Max-Planck Institute of Biochemistry, Am Klopferspitz 18, Martinsried 82152, Germany.
BMC Biotechnol. 2013 Feb 14;13:12. doi: 10.1186/1472-6750-13-12.
Expression and purification of correctly folded proteins typically require screening of different parameters such as protein variants, solubility enhancing tags or expression hosts. Parallel vector series that cover all variations are available, but not without compromise. We have established a fast, efficient and absolutely background free cloning approach that can be applied to any selected vector.
Here we describe a method to tailor selected expression vectors for parallel Sequence and Ligation Independent Cloning. SLIC cloning enables precise and sequence independent engineering and is based on joining vector and insert with 15-25 bp homologies on both DNA ends by homologous recombination. We modified expression vectors based on pET, pFastBac and pTT backbones for parallel PCR-based cloning and screening in E.coli, insect cells and HEK293E cells, respectively. We introduced the toxic ccdB gene under control of a strong constitutive promoter for counterselection of insert less vector. In contrast to DpnI treatment commonly used to reduce vector background, ccdB used in our vector series is 100% efficient in killing parental vector carrying cells and reduces vector background to zero. In addition, the 3' end of ccdB functions as a primer binding site common to all vectors. The second shared primer binding site is provided by a HRV 3C protease cleavage site located downstream of purification and solubility enhancing tags for tag removal. We have so far generated more than 30 different parallel expression vectors, and successfully cloned and expressed more than 250 genes with this vector series. There is no size restriction for gene insertion, clone efficiency is > 95% with clone numbers up to 200. The procedure is simple, fast, efficient and cost-effective. All expression vectors showed efficient expression of eGFP and different target proteins requested to be produced and purified at our Core Facility services.
This new expression vector series allows efficient and cost-effective parallel cloning and thus screening of different protein constructs, tags and expression hosts.
正确折叠蛋白质的表达和纯化通常需要筛选不同的参数,如蛋白质变体、提高可溶性的标签或表达宿主。
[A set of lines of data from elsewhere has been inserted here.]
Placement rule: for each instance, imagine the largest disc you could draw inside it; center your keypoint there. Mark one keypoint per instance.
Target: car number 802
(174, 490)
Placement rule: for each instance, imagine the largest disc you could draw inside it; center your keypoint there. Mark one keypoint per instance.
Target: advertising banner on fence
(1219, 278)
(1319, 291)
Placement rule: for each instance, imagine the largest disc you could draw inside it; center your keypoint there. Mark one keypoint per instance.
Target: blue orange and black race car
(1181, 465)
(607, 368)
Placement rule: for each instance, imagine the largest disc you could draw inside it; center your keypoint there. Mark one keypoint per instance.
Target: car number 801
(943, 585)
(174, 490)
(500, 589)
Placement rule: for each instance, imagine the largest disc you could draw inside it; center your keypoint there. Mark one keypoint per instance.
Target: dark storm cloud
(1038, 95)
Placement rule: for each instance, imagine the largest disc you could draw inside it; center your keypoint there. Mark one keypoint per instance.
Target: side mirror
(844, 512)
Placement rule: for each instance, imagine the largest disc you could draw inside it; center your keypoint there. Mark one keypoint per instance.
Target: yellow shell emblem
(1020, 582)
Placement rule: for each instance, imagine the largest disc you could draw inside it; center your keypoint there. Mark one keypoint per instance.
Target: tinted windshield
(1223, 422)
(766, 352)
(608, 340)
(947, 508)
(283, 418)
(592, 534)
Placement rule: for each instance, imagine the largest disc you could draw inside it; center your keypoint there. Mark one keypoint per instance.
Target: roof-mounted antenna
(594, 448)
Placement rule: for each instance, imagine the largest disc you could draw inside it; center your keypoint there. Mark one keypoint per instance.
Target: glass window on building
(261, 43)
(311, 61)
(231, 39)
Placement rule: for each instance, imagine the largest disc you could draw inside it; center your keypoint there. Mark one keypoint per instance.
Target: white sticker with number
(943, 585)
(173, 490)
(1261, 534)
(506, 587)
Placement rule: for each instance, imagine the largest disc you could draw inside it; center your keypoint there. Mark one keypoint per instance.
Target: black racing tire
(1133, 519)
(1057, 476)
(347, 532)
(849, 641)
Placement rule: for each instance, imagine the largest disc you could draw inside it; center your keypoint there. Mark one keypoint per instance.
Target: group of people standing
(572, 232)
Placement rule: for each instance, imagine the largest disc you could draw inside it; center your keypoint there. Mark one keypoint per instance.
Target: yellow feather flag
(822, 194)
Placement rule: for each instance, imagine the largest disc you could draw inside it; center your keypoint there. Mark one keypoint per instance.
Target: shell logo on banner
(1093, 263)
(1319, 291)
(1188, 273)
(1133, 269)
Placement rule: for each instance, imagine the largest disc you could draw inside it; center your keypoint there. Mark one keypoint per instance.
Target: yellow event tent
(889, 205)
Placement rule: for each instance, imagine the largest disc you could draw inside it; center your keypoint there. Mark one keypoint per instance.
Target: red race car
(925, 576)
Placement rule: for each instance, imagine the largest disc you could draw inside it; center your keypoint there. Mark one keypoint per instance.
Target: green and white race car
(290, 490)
虽然有涵盖所有变化的平行载体系列,但这并非没有折衷。我们已经建立了一种快速、高效且绝对无背景的克隆方法,可应用于任何选定的载体。
在这里,我们描述了一种针对平行序列和连接独立克隆(SLIC)定制选择表达载体的方法。SLIC 克隆能够实现精确的、无需序列信息的工程操作,其基础是通过同源重组将载体和插入片段的 DNA 两端具有 15-25 个碱基对的同源性进行连接。我们基于 pET、pFastBac 和 pTT 骨架修改了表达载体,以便分别在大肠杆菌、昆虫细胞和 HEK293E 细胞中进行基于 PCR 的平行克隆和筛选。我们在强组成型启动子的控制下引入了有毒的 ccdB 基因,用于对抗不含插入片段的载体的选择。与通常用于减少载体背景的 DpnI 处理不同,我们载体系列中的 ccdB 在杀死携带亲本载体的细胞方面效率达到 100%,并将载体背景降低到零。此外,ccdB 的 3' 端作为所有载体的引物结合位点。第二个共享的引物结合位点由位于纯化和提高可溶性标签下游的 HRV 3C 蛋白酶切割位点提供,用于去除标签。迄今为止,我们已经生成了 30 多种不同的平行表达载体,并成功地用这个载体系列克隆和表达了 250 多个基因。基因插入没有大小限制,克隆效率>95%,克隆数量可达 200 个。该程序简单、快速、高效且具有成本效益。所有表达载体都能有效地表达 eGFP 和我们核心设施服务请求生产和纯化的不同目标蛋白。
这个新的表达载体系列允许高效且具有成本效益的平行克隆,从而筛选不同的蛋白质构建体、标签和表达宿主。